May Day: Dems Seek to Replicate Failed Socialist States

Thomas Gallatin

Across the world yesterday, crowds of leftists demonstrated, protested and rioted all in celebration of that failed egalitarian pipe dream known as socialism. Meanwhile, as the infamous caravan of illegal aliens demands asylum, many of these May Day protests focused on advocating any and all kinds of immigration. Democrats and their Leftmedia cohorts continue to insist that President Donald Trump’s efforts to secure the border and enforce our nation’s immigration laws are dangerous expressions of bigotry and racism.
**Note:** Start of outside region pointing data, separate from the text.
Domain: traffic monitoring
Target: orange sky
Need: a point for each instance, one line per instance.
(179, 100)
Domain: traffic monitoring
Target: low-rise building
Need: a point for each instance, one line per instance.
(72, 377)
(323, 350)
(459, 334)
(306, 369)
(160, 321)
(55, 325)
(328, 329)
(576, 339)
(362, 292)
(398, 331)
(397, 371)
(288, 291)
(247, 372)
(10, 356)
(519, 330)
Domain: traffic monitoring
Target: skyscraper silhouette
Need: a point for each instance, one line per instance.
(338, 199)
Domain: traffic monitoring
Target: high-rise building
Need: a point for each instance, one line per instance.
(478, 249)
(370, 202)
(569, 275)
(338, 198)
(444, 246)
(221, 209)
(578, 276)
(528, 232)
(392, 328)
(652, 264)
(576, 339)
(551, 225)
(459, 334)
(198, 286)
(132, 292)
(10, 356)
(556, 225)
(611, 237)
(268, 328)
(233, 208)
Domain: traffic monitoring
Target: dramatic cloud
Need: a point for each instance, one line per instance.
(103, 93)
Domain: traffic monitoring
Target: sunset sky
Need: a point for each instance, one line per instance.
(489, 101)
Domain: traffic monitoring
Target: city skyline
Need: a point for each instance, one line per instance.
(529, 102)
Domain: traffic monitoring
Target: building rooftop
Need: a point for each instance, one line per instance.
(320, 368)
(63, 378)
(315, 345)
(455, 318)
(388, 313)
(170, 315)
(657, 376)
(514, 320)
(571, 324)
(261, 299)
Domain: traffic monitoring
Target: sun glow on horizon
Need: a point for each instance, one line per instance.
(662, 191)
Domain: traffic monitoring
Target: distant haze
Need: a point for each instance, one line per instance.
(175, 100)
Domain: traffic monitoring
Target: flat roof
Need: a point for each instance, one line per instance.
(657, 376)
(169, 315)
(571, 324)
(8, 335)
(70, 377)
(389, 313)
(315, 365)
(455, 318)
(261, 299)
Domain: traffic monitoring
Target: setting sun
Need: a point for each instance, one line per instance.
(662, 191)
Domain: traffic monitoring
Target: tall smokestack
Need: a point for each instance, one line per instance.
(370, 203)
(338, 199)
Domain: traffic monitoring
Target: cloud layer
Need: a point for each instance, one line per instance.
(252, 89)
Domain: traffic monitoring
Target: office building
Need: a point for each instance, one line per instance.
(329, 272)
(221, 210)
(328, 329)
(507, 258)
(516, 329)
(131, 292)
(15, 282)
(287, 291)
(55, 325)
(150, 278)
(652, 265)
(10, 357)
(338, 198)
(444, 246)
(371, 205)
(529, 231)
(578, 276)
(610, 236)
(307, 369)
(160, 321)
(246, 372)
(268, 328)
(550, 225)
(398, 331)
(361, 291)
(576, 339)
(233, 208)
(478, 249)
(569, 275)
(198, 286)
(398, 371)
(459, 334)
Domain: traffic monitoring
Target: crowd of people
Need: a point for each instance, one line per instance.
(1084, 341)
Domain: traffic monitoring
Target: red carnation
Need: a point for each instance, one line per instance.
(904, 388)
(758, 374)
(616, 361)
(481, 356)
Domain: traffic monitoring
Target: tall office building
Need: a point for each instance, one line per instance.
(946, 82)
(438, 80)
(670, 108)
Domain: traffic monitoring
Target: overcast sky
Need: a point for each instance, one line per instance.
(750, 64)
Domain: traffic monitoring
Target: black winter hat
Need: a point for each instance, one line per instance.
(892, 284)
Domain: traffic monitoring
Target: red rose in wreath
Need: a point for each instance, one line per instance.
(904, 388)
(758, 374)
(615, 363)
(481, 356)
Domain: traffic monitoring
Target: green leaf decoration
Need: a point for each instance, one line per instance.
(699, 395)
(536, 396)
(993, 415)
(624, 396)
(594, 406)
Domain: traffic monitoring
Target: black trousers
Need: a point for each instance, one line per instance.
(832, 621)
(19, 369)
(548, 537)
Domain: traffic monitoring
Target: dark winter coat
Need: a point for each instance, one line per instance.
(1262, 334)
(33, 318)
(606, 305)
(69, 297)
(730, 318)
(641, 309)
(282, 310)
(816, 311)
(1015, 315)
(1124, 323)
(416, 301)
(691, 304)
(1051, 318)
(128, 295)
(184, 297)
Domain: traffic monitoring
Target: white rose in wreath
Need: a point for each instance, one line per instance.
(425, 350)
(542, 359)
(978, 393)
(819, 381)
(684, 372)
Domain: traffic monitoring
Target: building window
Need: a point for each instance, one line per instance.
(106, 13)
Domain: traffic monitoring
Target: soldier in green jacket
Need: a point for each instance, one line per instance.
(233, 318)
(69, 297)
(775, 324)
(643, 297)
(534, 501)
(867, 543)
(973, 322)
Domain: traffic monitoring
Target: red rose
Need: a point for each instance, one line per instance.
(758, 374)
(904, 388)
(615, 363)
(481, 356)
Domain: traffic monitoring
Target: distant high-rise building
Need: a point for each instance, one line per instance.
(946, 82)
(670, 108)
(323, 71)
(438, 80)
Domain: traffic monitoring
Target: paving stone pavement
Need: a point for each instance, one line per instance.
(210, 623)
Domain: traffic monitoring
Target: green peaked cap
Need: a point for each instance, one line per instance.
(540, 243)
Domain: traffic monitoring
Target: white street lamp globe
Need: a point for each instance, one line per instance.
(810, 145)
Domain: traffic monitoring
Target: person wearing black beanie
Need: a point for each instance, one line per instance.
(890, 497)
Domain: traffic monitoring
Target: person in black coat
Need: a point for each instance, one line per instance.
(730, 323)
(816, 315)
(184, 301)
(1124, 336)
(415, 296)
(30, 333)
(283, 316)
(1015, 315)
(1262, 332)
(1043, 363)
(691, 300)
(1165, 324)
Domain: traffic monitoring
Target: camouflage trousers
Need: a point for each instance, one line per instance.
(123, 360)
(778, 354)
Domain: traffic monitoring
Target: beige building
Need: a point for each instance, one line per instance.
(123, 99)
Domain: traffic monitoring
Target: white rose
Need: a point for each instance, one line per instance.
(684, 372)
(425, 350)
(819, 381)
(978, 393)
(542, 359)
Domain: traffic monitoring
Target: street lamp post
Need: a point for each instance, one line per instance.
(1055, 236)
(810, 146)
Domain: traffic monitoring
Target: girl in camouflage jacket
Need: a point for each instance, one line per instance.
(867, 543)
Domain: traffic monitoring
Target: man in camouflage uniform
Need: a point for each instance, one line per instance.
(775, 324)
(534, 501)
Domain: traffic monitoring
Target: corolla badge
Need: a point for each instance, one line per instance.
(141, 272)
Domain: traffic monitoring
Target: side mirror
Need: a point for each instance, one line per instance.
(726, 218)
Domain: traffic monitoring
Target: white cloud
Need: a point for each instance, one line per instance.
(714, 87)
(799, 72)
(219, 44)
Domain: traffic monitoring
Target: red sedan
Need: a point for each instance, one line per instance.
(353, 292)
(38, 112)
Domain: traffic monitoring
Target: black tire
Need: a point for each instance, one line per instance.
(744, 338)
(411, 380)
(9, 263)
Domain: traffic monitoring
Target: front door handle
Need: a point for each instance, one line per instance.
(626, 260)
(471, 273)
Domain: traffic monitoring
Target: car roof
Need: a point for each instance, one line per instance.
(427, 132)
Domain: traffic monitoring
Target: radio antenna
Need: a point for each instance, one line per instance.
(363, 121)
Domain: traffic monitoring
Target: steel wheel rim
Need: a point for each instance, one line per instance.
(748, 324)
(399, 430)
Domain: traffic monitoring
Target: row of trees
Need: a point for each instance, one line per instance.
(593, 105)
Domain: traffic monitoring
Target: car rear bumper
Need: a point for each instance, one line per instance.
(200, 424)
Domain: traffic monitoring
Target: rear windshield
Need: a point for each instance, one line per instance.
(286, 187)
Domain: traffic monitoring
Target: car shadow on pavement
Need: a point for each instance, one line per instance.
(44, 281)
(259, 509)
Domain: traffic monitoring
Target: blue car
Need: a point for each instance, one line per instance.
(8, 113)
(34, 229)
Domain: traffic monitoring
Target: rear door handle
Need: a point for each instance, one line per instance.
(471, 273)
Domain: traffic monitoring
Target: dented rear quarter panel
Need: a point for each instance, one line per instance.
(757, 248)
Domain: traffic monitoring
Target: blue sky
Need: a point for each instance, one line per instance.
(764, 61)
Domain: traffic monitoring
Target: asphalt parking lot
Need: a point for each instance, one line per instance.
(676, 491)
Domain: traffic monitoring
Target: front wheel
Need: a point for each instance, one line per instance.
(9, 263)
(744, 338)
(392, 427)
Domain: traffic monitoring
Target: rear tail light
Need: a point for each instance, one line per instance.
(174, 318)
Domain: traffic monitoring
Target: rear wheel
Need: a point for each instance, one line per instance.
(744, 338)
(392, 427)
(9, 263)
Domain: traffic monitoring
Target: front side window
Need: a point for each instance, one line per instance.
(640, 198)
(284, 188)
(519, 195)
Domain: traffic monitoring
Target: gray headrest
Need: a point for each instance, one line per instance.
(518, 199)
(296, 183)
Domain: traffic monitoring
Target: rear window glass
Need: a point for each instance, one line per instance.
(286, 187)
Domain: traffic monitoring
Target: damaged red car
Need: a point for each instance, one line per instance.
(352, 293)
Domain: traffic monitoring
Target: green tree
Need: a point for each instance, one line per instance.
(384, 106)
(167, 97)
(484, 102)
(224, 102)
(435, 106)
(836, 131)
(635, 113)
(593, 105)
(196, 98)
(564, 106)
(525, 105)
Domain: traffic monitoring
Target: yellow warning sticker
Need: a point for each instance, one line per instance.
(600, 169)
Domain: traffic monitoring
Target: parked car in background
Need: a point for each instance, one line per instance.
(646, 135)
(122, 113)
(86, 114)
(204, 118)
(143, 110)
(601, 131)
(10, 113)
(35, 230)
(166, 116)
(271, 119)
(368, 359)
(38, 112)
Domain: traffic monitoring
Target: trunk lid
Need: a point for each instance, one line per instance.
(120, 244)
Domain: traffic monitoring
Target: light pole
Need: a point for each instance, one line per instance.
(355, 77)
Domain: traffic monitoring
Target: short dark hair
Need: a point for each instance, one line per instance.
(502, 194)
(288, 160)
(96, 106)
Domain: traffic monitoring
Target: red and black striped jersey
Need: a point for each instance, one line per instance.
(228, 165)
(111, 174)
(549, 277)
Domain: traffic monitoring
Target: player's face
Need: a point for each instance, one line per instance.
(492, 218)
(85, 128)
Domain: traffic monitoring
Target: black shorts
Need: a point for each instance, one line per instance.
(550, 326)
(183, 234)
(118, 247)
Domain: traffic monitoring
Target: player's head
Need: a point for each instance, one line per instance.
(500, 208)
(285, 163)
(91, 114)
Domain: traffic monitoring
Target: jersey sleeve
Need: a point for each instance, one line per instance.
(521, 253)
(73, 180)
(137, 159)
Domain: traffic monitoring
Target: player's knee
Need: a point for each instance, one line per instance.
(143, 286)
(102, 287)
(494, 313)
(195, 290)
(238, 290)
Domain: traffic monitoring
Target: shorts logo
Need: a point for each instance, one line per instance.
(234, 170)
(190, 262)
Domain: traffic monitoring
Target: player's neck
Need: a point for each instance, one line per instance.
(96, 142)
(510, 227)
When pressed on why the U.S. should essentially ignore its own immigration laws and allow for the unlawful entry of illegal aliens, they offer a ridiculous non sequitur: Because we are “a nation of immigrants.” The fundamental question is this: Why do these people want to leave failed socialist states to come to America?

The Left’s vacuous logic was on full display recently when Fox News’ Tucker Carlson interviewed Univision senior anchor Jorge Ramos. Carlson asked Ramos why the U.S. should let into the country these illegal alien asylum seekers. Ramos responded by saying that the U.S. is the richest and most powerful nation in the world and therefore has a moral obligation to take in these illegals. Tellingingly, Ramos, who has dual citizenship with Mexico and the U.S., was absolutely unwilling to grant that Mexico has any role to play in helping to deal with the illegal immigration problem. And again, a question: Why is the U.S. the richest nation in the world? Liberty and free-market capitalism.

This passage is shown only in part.